All the while I was there, not a single vehicle passed on
the road. The sun shone down hotly, and unseen cicadas trilled creepily in the
wood line. It was then that I remembered Buena Vista’s best known ghost story.
The best version of this spooky tale can be found in The
Journal’s 1966 Centennial Edition. The story, written by longtime Journal
columnist Sue Turner, appeared under the headline, “Hants, Superstitions Retold
In Stories of Buena Vista.”
As many readers will know, the word “hant” is nothing more
than another word for ghost. Believed to be a variation of the word “haunt,”
the term is now considered part of the regional dialect of the Southern United
States. One dictionary that I checked said the word comes from the old Middle
English word “haunten” or from the Old French word “hanter.”

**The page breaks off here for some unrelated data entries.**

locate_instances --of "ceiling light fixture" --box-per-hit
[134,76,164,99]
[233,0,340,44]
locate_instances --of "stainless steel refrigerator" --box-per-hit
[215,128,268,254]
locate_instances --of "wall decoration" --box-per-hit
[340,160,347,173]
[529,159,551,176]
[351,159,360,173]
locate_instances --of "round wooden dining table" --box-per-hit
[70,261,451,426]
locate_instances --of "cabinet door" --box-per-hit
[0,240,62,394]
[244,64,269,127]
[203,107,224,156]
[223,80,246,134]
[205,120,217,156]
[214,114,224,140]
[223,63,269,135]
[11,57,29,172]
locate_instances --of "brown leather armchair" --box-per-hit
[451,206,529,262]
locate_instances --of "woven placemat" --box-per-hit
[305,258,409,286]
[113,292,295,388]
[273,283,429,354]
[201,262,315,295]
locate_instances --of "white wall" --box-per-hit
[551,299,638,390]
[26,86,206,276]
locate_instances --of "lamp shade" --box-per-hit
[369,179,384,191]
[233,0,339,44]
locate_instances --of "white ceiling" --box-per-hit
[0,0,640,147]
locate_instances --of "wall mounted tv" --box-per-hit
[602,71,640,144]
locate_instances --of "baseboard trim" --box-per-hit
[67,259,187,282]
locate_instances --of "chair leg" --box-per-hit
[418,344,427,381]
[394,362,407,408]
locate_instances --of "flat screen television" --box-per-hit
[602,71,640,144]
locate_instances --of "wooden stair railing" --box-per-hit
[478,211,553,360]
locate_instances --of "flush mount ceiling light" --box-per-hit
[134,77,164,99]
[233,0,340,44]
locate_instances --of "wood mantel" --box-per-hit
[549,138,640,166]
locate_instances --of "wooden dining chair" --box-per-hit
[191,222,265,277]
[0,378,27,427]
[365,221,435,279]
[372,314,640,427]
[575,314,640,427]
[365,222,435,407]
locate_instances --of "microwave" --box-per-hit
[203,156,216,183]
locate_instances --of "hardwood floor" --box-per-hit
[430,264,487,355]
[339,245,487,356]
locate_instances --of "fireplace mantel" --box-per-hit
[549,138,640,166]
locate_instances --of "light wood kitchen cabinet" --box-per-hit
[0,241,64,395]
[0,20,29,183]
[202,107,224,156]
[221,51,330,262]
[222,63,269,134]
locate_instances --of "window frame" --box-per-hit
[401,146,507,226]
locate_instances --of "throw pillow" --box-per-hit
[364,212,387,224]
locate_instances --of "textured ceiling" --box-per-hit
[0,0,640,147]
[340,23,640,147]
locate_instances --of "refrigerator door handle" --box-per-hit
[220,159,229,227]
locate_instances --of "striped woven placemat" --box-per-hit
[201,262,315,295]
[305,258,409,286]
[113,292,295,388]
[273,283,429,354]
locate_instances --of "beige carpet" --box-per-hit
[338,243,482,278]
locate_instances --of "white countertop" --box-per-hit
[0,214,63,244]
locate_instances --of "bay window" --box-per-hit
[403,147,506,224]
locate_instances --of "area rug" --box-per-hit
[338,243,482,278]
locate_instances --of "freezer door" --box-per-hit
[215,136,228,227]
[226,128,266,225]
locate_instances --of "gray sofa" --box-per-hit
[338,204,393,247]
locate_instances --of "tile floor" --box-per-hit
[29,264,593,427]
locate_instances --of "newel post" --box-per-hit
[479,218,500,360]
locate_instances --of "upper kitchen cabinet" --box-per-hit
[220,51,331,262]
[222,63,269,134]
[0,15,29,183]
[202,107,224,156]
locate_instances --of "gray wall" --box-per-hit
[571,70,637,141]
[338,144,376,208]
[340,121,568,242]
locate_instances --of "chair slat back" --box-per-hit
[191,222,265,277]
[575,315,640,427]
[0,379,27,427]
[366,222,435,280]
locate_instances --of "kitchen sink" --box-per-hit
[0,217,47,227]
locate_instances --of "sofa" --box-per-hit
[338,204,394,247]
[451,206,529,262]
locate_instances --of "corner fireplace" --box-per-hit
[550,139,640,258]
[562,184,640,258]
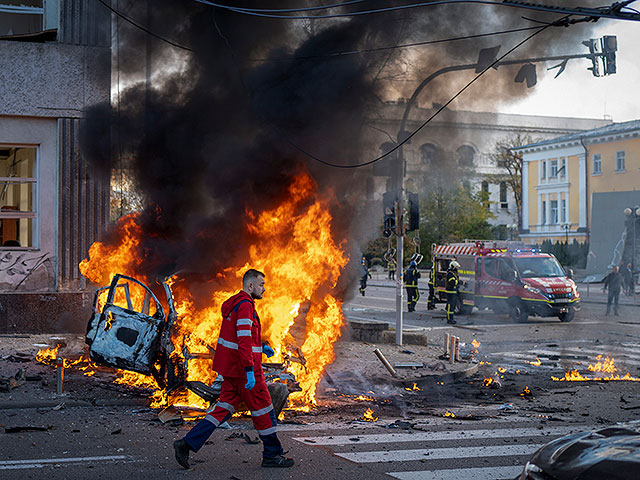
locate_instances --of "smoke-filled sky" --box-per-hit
[82,0,632,296]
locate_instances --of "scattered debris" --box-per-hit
[0,368,27,392]
[4,425,55,433]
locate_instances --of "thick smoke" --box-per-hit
[81,0,604,304]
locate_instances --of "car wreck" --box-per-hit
[85,274,292,414]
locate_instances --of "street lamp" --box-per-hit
[622,205,640,272]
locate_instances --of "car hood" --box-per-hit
[529,421,640,480]
[522,277,575,293]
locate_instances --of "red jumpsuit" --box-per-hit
[184,291,283,458]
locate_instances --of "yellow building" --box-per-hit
[517,120,640,244]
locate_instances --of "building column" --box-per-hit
[520,161,529,230]
[578,153,589,228]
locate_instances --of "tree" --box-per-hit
[487,133,538,227]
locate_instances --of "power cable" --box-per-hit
[247,20,548,62]
[286,16,567,169]
[93,0,193,52]
[194,0,368,13]
[194,0,640,21]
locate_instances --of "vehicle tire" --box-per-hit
[558,307,576,322]
[509,302,529,323]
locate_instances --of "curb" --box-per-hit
[0,398,150,410]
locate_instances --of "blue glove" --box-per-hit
[262,343,276,358]
[244,370,256,390]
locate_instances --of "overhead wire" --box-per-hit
[285,16,568,169]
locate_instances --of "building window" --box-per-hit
[616,151,625,172]
[549,160,558,179]
[593,153,602,175]
[558,157,567,178]
[500,182,509,208]
[0,146,37,247]
[549,200,558,225]
[456,145,476,167]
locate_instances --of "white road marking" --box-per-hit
[336,444,543,463]
[294,425,584,445]
[0,455,133,470]
[387,466,523,480]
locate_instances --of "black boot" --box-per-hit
[173,439,191,469]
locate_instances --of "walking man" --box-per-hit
[173,269,294,468]
[404,260,420,312]
[445,260,460,324]
[602,266,622,317]
[427,256,436,310]
[360,257,371,297]
[387,258,396,280]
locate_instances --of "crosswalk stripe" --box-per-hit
[294,425,584,445]
[387,466,522,480]
[336,444,542,463]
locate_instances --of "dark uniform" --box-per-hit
[360,260,371,297]
[445,265,460,323]
[404,262,420,312]
[604,267,622,316]
[427,259,436,310]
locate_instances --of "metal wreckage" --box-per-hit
[85,274,294,415]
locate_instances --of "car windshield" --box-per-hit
[513,257,565,278]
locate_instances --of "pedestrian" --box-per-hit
[404,260,420,312]
[360,257,371,297]
[427,256,436,310]
[620,263,636,296]
[173,269,294,468]
[387,258,396,280]
[445,260,460,324]
[602,266,622,317]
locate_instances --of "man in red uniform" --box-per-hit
[173,269,294,468]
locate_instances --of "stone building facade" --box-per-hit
[0,0,111,332]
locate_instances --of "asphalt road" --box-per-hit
[0,286,640,480]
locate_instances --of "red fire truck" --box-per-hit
[431,240,580,322]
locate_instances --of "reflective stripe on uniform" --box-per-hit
[218,338,238,350]
[258,427,277,435]
[214,402,235,415]
[204,413,220,427]
[251,405,273,417]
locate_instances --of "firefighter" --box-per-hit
[404,260,420,312]
[427,256,436,310]
[445,260,460,324]
[360,257,371,297]
[173,269,294,469]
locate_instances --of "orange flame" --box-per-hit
[551,355,640,382]
[80,174,348,408]
[362,408,378,422]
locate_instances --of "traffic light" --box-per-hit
[601,35,618,75]
[407,192,420,232]
[582,38,600,77]
[382,192,396,237]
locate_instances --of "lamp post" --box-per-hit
[623,205,640,272]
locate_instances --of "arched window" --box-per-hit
[420,143,442,165]
[456,145,476,167]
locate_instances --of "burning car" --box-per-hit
[85,274,297,414]
[519,420,640,480]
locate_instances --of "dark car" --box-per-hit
[520,420,640,480]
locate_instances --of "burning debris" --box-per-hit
[551,355,640,382]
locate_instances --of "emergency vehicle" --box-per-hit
[431,240,580,322]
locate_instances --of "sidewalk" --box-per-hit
[367,273,640,307]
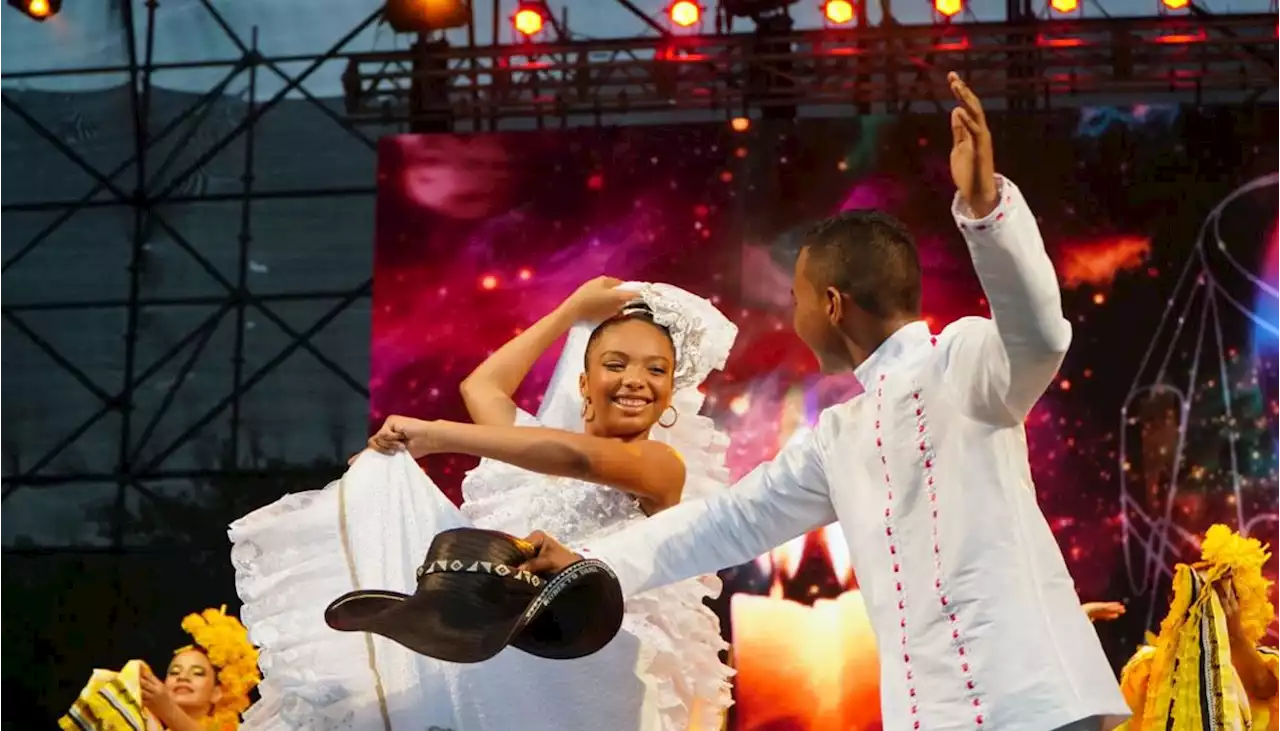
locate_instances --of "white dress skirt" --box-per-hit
[229,412,732,731]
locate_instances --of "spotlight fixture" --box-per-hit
[9,0,63,23]
[667,0,703,28]
[386,0,471,33]
[822,0,856,26]
[511,0,548,40]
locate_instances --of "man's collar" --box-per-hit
[854,320,933,389]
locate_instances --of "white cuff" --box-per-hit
[951,174,1023,232]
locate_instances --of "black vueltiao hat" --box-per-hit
[325,527,623,663]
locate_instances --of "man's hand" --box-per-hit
[564,277,639,323]
[947,72,1000,219]
[347,416,439,465]
[520,530,582,574]
[1213,577,1253,645]
[1080,602,1125,622]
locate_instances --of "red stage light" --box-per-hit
[9,0,63,22]
[511,3,547,38]
[933,0,964,18]
[667,0,703,28]
[822,0,854,26]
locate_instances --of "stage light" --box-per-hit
[383,0,471,33]
[9,0,63,23]
[822,0,854,26]
[667,0,703,28]
[511,3,547,38]
[933,0,964,18]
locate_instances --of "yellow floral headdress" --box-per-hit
[1196,525,1275,643]
[174,606,262,731]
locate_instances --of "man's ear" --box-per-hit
[823,287,845,325]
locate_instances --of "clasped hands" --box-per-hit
[347,416,442,465]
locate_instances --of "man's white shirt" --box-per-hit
[582,178,1129,731]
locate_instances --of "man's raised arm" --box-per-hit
[580,415,836,595]
[947,178,1071,425]
[945,73,1071,426]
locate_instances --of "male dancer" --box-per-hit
[519,74,1129,731]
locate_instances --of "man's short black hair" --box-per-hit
[801,210,920,317]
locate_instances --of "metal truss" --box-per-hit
[0,0,1280,550]
[0,0,381,553]
[344,10,1280,129]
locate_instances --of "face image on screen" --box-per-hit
[371,108,1280,731]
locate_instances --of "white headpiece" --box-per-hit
[538,282,737,501]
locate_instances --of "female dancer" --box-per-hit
[1120,525,1280,731]
[59,607,261,731]
[230,278,736,731]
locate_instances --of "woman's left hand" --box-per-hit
[1217,579,1244,643]
[140,664,182,726]
[347,416,440,465]
[1080,602,1124,622]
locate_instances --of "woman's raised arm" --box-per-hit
[460,277,635,426]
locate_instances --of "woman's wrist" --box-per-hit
[549,302,582,334]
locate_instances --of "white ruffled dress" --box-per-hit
[230,412,732,731]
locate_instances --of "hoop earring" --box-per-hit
[658,406,680,429]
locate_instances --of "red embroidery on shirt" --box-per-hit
[876,374,924,730]
[911,338,983,726]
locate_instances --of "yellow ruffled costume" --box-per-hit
[1120,525,1280,731]
[58,606,262,731]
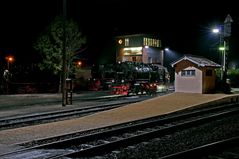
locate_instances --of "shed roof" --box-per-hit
[171,55,221,67]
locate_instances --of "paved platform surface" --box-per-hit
[0,93,238,154]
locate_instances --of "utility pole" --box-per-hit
[62,0,67,106]
[222,14,233,83]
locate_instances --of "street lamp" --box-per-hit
[6,56,13,70]
[212,14,233,83]
[161,47,169,66]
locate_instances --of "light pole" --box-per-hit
[6,56,13,70]
[212,14,233,83]
[161,47,169,66]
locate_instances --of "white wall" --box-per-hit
[175,67,202,93]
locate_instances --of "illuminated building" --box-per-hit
[116,34,163,64]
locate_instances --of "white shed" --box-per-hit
[171,55,221,93]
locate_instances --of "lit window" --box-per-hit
[206,70,212,76]
[181,70,196,77]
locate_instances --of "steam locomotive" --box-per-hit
[88,61,169,95]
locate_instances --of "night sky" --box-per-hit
[0,0,239,65]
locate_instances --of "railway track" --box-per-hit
[0,104,239,159]
[0,98,148,130]
[161,136,239,159]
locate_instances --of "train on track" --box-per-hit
[90,61,169,95]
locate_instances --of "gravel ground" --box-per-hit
[93,115,239,159]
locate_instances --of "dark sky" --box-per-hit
[0,0,239,64]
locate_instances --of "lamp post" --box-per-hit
[161,47,169,66]
[6,56,13,70]
[212,14,233,83]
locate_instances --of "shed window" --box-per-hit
[181,70,196,76]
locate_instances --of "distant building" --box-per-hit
[171,55,220,93]
[116,34,163,64]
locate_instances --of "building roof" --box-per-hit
[171,55,221,67]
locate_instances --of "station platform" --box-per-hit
[0,92,239,154]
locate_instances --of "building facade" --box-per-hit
[116,34,163,64]
[171,55,221,93]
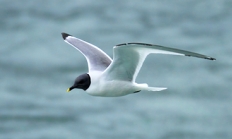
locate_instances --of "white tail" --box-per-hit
[137,83,167,91]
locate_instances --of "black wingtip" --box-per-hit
[61,33,71,40]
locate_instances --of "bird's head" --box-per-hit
[67,73,91,92]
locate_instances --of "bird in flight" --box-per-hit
[61,33,216,97]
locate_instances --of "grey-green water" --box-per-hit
[0,0,232,139]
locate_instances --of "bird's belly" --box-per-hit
[86,80,138,97]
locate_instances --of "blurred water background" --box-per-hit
[0,0,232,139]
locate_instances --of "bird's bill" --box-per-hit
[67,88,72,92]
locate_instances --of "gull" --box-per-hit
[61,33,216,97]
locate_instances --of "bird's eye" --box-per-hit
[79,80,85,84]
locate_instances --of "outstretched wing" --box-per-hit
[103,43,216,82]
[61,33,112,72]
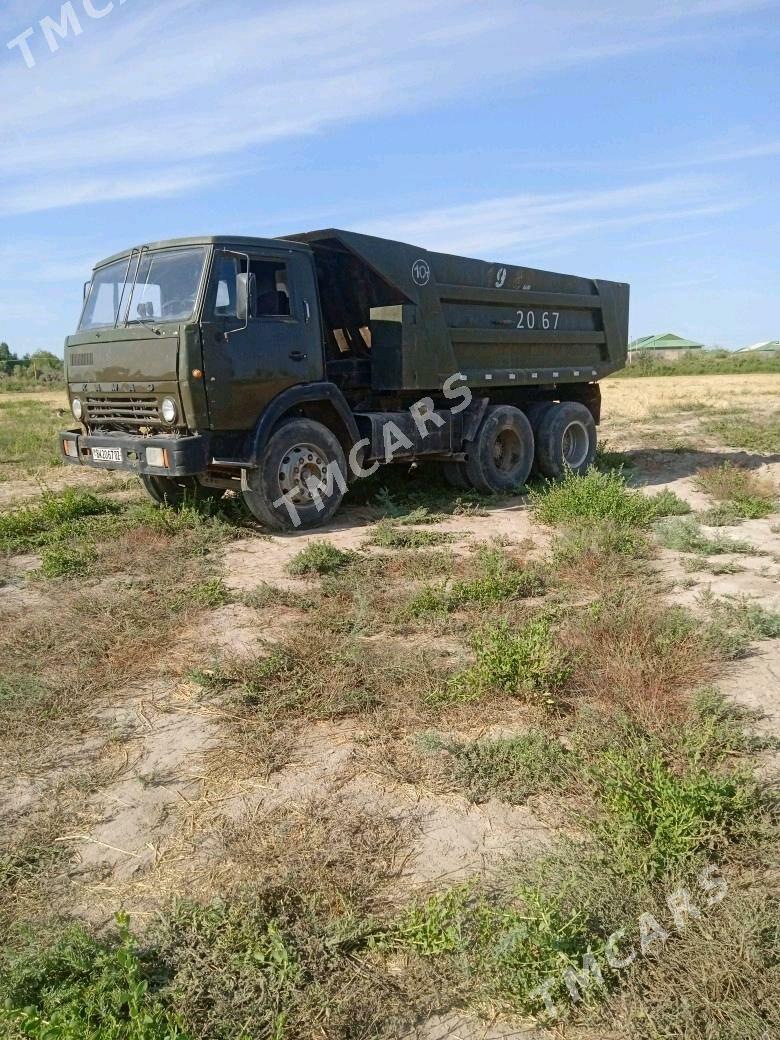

The Buena Vista hant story took place over a hundred years
ago and centers around a man named Sam, who was tall, heavy-set, reliable and
responsible. He lived with his pretty wife, Rosie, and their children in a
house just south of Buena Vista. It was a mile by road to their house from
Buena Vista, but a shortcut through a supposedly haunted hollow would cut the
trip in half.
As things go, Sam had to work late one Saturday and before
going home he had to stop by the village store for groceries. He put his
purchases in a croker sack, tied a knot in one end and swung it over his
shoulder. When he stepped out of the store, it was dusk dark.
He knew that Rosie and the children were waiting on him, so
he decided to brave the shadowed shortcut. He took the path that crossed an
open pasture and eventually came to a dense stand of dark pines. Before
entering the woods, he picked up a lightwood knot and struck it ablaze for a
makeshift torch.
As he entered the mirky woods, the land dropped off suddenly
into a swamp filled with ferns, bogs and hooting owls. Inside the pines,
the brush grew thick around him, and the mucky ground sucked at his feet. Sam
raised his torch and shifted his sack to his left shoulder.
Sam knew the strange stories about
these woods. He’d heard folks say that the hant that inhabited these woods
would ride on the traveler’s right shoulder. The hant would bear down on them
heavily, sapping away their strength as they crossed the haunted hollow.
Sam heard his heart pounding, and his
ears strained for the faintest noise. A vine caught his foot, causing him to
trip. “Lord, have mercy!” he cried.
It was then that he
felt it, a rush of cold air. This blast of air circled him, chilling his sweaty
body. His torch went out.
Suddenly and without
warning, a terrible weight settled on his right shoulder, heavier than the sack
on his left. “Lord, save me!” he cried, wanting to run, but unable to do so. He
stooped, trudged forward step by slow step, panting for breath.
Just when he was on the verge of collapse, a hound bayed in the distance, and he saw a glimmer of light through the trees. “Thank you, Lord,” Sam murmured. It was his hound he’d heard, and the light was his home in the distance. A moment later, he heard Rosie call to him, “Shake him off, Sam, we’re waiting.”